Consider obtaining an exercise program from a medical expert. Naturally, the movements will be gentle at first. Early on, you might be sitting the entire time. This regimen will gradually intensify, and it’ll give your cardiovascular system and other muscles the training and toning they need. But of course, we complain all the time that doctors think exercise will cure everything! It won’t; not unless you are also nourishing your body systems. Nutrition for us is the crux of your problems in the first place, and there will be now foundational healing unless we tackle your nutrition.

Heart-Healthy Nutrition

When you’re putting your diet together after a heart attack, you want to consider the physiological effect of each type of food you eat. For instance, magnesium and potassium, which are found in green leafy vegetables, slow the systems of the body down, and can decrease your heart rate (a good thing in most cases) whereas phosphorus-laden foods like frozen dinners, processed meats, and starchy snacks like potato chips speed them up. Breads, cereals and other grain products are rich sources of phosphorus, so for now, chuck the breads out. Chuck the refined grains and sugars out.

Instead make sure that you’re eating several daily servings of fruits, vegetables and a few ounces of whole grains. Meanwhile, avoid sugar and processed foods altogether. Not forever, but for now you need a dramatic shift away from processed and refined foods.
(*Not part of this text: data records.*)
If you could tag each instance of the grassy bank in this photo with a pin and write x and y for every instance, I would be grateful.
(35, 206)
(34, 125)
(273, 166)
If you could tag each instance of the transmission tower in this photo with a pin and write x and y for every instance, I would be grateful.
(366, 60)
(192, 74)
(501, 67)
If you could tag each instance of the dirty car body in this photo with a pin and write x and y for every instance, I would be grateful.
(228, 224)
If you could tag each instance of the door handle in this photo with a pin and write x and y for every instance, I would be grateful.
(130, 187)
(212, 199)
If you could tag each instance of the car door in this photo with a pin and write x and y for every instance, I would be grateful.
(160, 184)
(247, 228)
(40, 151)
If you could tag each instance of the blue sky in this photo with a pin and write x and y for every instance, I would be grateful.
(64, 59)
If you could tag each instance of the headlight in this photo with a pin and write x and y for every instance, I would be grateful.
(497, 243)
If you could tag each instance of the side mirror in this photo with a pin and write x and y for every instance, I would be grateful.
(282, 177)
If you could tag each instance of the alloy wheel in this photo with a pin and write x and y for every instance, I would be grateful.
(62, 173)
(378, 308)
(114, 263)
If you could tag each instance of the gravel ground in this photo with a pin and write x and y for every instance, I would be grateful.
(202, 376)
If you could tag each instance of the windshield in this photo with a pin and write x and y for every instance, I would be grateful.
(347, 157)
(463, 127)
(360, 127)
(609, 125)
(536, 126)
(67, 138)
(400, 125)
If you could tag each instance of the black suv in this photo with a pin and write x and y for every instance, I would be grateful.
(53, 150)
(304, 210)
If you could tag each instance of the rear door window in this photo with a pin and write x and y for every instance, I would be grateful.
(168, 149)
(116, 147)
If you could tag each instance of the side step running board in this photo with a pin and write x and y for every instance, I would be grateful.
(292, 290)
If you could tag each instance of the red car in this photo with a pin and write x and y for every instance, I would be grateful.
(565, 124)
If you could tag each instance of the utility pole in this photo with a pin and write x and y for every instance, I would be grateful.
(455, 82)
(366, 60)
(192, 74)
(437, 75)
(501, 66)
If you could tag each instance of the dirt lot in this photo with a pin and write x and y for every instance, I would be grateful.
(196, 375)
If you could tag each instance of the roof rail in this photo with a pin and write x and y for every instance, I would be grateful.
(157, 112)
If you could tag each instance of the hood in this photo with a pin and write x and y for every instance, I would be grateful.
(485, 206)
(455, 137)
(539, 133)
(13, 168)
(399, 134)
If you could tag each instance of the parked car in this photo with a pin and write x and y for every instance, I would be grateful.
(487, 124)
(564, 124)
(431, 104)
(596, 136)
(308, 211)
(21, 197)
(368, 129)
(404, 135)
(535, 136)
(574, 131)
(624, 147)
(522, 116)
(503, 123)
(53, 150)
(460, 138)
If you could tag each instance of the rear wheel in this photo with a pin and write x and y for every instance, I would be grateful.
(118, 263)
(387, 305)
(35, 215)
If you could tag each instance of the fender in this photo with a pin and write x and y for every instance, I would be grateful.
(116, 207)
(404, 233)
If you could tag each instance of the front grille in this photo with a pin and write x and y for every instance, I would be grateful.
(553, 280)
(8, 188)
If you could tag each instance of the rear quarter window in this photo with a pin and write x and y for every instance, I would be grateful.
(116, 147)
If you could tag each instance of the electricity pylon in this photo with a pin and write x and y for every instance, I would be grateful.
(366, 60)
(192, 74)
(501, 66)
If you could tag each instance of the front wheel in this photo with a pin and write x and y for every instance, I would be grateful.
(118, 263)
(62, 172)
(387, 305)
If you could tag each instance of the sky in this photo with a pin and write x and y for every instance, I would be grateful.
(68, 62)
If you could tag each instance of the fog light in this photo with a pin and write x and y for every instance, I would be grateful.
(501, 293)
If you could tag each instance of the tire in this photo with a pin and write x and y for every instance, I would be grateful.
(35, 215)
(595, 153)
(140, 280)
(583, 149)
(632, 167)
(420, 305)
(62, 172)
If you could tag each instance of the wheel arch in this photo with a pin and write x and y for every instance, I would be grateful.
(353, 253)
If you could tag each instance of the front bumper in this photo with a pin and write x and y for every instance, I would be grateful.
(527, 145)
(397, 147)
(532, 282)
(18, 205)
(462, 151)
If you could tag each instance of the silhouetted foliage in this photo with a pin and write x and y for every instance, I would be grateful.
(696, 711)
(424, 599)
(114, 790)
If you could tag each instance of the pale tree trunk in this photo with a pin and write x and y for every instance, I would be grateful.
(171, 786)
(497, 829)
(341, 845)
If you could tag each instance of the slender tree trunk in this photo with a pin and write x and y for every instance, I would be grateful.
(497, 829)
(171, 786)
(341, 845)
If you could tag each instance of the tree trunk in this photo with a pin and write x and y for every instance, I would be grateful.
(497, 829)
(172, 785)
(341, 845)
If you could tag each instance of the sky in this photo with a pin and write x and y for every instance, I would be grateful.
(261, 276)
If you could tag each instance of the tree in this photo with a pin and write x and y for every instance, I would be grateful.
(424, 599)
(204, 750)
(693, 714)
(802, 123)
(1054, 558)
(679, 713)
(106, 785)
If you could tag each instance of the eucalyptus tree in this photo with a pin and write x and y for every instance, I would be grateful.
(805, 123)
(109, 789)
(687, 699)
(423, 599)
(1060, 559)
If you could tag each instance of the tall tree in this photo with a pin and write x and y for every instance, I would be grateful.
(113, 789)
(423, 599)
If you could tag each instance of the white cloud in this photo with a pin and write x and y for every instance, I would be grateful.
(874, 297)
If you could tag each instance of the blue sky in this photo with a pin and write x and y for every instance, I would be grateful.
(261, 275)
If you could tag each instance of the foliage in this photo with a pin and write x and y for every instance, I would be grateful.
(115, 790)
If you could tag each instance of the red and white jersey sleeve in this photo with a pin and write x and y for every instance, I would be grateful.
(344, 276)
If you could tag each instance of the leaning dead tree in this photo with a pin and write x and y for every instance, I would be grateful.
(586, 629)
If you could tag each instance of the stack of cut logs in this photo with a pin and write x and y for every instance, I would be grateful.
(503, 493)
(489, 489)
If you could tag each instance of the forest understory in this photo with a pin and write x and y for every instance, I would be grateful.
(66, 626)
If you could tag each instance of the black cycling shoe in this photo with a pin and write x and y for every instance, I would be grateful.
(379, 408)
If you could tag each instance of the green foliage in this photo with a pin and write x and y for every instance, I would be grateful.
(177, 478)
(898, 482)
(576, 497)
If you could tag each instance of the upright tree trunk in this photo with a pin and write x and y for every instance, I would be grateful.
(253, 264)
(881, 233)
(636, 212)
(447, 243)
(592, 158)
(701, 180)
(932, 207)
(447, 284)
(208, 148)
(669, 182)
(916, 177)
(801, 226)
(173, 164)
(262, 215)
Finally to nourish the heart itself, you need protomorphagens from heart tissue. The protomorphagen theory of cellular development suggests that the body is better able to build the structural materials to heal your heart by consuming those same raw materials as close to their natural state as possible. This involves the butcher shop if you aren’t able to get whole food supplements to do the trick. 150 years ago it was perfectly common for us to prepare and eat organ meats including heart muscle on a regular basis. But these days, we stick to sirloin and round cuts of muscle tissue – nutritious to be sure, but nothing like the nutrition available from heart, liver, or even gland tissue.

To round out what you are doing consider Hawthorne Root, which has been shown to stabilize blood pressure and nourish heart muscle. It’s important to keep in mind that the heart responds faster than any other organ to good nutrition, so these recommendations can help dramatically and quickly if you are serious about healing.

Our patients have access to a heart healthy protocol that does what these nutritional recommendations do without you needing to eat bovine heart tissue or find Hawthorne on your own. Anyone wanting to access our protocols and our supplements for our patients can become a patient for free by taking our symptom survey. Let them know you had a heart attack in the survey!

In the end, “normal” lifestyles are within the reach of many cardiac patients. Your day-to-day routine can be thoroughly fulfilling and pleasurable. Hopefully, you’ll soon be enjoying a balanced and nutritious diet, a light to moderate aerobic exercise routine and plenty of time with friends and loved ones, including time in the bedroom with that special someone. You can control your cardiac situation; you needn’t let your cardiac situation control you.